The UNet architecture comprises of two main
elements: the encoder and the decoder. The role of the
encoder is to reduce the resolution of input data,
capturing crucial characteristics, whereas the decoder
enhances these features by increasing their
dimensions in order to reconstruct them effectively.
Skip connections between corresponding layers of the
encoder and decoder ensure that important
information is retained during the reconstruction
process, preventing the loss of critical features. The
key strength of UNet lies in its ability to retain both
high-level abstract features and detailed local
patterns. This feature proves to be highly beneficial in
identifying spam emails, as even slight variations in
the structure or content of an email can serve as
indicators for distinguishing between legitimate and
spam messages. The skip connections in the UNet
architecture allow the model to preserve these fine
details while processing the overall structure of the
email.
In this experiment, UNet was adapted for email
classification by applying 1D convolutional layers
instead of the traditional 2D layers used in image
processing. The email data, after being pre-processed
and vectorized, was passed through the UNet model,
where the encoder extracted important features, and
the decoder reconstructed them for final
classification. The training of the model involved
utilizing the Adam optimizer to ensure effective
convergence, while employing a cross-entropy loss
function. The UNet model in this experiment was
modified to accommodate textual data, with 1D
convolutions replacing the typical 2D layers. The
input data, which consisted of tokenized emails, was
processed through several down-sampling layers,
followed by up-sampling and feature reconstruction.

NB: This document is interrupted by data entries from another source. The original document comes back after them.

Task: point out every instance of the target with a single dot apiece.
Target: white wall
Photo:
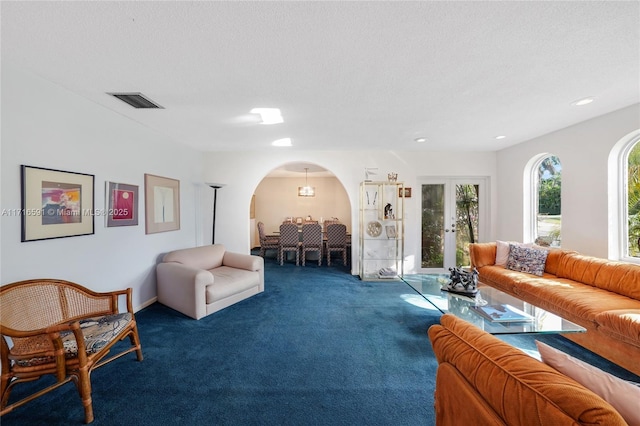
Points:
(583, 150)
(243, 171)
(46, 126)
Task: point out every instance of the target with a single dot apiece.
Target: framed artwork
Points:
(56, 204)
(391, 231)
(162, 204)
(122, 204)
(404, 192)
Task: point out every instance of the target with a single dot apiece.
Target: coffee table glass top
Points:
(429, 286)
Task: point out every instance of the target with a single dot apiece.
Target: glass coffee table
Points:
(538, 320)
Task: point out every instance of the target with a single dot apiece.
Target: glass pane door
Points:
(451, 220)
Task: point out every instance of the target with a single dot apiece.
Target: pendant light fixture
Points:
(306, 190)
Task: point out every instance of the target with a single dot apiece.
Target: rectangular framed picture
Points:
(56, 203)
(404, 192)
(122, 204)
(162, 204)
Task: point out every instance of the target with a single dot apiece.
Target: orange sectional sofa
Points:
(482, 380)
(602, 296)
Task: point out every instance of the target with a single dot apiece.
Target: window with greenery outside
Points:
(549, 217)
(633, 200)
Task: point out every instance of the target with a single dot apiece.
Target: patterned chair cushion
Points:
(97, 332)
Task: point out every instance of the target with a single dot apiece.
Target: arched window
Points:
(624, 198)
(546, 202)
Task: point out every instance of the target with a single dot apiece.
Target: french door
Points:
(453, 215)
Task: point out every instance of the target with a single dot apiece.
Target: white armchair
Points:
(202, 280)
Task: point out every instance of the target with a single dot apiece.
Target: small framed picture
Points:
(162, 204)
(391, 231)
(56, 204)
(122, 204)
(404, 192)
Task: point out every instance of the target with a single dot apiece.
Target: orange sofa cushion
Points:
(519, 388)
(618, 277)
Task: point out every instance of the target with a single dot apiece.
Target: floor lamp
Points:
(215, 187)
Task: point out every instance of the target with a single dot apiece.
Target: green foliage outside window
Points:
(633, 200)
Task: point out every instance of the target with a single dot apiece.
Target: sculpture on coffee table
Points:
(463, 282)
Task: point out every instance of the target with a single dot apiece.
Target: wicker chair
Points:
(337, 241)
(60, 328)
(311, 241)
(289, 241)
(267, 242)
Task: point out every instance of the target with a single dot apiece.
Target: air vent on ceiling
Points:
(136, 100)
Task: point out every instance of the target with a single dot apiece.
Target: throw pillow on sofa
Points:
(502, 251)
(526, 259)
(622, 395)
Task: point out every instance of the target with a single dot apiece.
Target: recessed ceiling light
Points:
(282, 142)
(583, 101)
(269, 115)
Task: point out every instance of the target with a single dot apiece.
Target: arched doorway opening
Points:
(277, 198)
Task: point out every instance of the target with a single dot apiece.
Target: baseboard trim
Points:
(147, 303)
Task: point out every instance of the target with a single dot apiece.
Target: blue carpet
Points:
(318, 347)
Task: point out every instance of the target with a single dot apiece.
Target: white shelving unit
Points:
(381, 224)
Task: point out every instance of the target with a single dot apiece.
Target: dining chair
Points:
(311, 241)
(289, 241)
(337, 241)
(267, 242)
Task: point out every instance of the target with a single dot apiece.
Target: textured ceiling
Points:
(346, 75)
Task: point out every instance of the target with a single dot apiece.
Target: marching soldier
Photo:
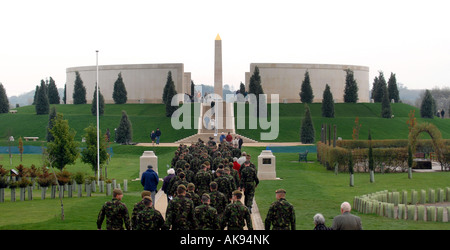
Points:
(149, 218)
(206, 216)
(281, 214)
(180, 212)
(116, 213)
(249, 182)
(236, 215)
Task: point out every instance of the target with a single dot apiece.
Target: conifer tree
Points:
(426, 107)
(51, 120)
(307, 132)
(351, 88)
(371, 161)
(89, 154)
(101, 102)
(64, 149)
(42, 105)
(79, 91)
(35, 95)
(306, 93)
(386, 111)
(327, 103)
(125, 130)
(53, 95)
(379, 85)
(65, 94)
(120, 92)
(169, 82)
(4, 102)
(393, 89)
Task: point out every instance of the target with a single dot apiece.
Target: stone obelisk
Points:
(218, 66)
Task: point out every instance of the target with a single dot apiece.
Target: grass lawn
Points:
(310, 188)
(291, 115)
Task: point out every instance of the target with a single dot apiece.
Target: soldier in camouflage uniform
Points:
(202, 180)
(180, 212)
(206, 216)
(137, 208)
(236, 215)
(192, 195)
(116, 213)
(224, 184)
(249, 182)
(281, 214)
(217, 200)
(149, 218)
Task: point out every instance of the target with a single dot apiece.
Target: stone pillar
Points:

Batch normalization and dropout were applied to
prevent overfitting and ensure model robustness. The
final output was a probability distribution over the
two classes (spam and ham), using SoftMax
activation.
2.2.2 Diffusion Model
The Diffusion Model, a type of probabilistic
generative model, plays a complementary role in the
proposed framework. Diffusion models have been
widely used for tasks requiring the modelling of
complex, non-linear data distributions (Hu et.al,
2020). In this study, the Diffusion Model is used to
process noisy email data, simulating how spam
characteristics can evolve over time and how the
model can reverse these transformations to accurately
classify emails.
Diffusion models operate by progressively
incorporating noise into the input data and
subsequently acquiring the ability to undo this
procedure via a sequence of denoising iterations. This
process of reverse diffusion allows the model to
effectively grasp the inherent patterns within the data,
which proves highly advantageous in spam detection
scenarios where spam attributes are frequently
concealed or camouflaged. The strength of the
Diffusion Model lies in its ability to handle noisy and
complex datasets. Emails, especially spam, often
contain noise in the form of obfuscation techniques
designed to bypass filters. The Diffusion Model is
capable of recognizing these patterns and
reconstructing the original email features, leading to
more accurate classification results.
The application of the Diffusion Model entailed a
systematic incorporation of Gaussian noise into the
email dataset. Through a series of deliberate
iterations, the model was trained to effectively
counteract and reverse this introduced noise, thereby
enhancing its predictive accuracy for the original
data. The denoising process accuracy of the
reconstructed email features was evaluated by
training the model using a loss function based on
mean squared error (MSE), which aimed to ensure
close resemblance between the original input and its
corresponding reconstruction. The implementation of
the Diffusion Model involved incorporating 100
incremental noise steps into the input data, and
training the model to effectively undo this
progression. The denoised output obtained after
applying a fully connected layer was utilized for
classification purposes. Similar to UNet, the
optimization technique employed was Adam, and
grid search was conducted to fine-tune
hyperparameters like learning rate and noise steps in
order to achieve optimal performance.
2.2.3 Loss Function
The combined architecture of UNet and the Diffusion
Model required carefully chosen loss functions to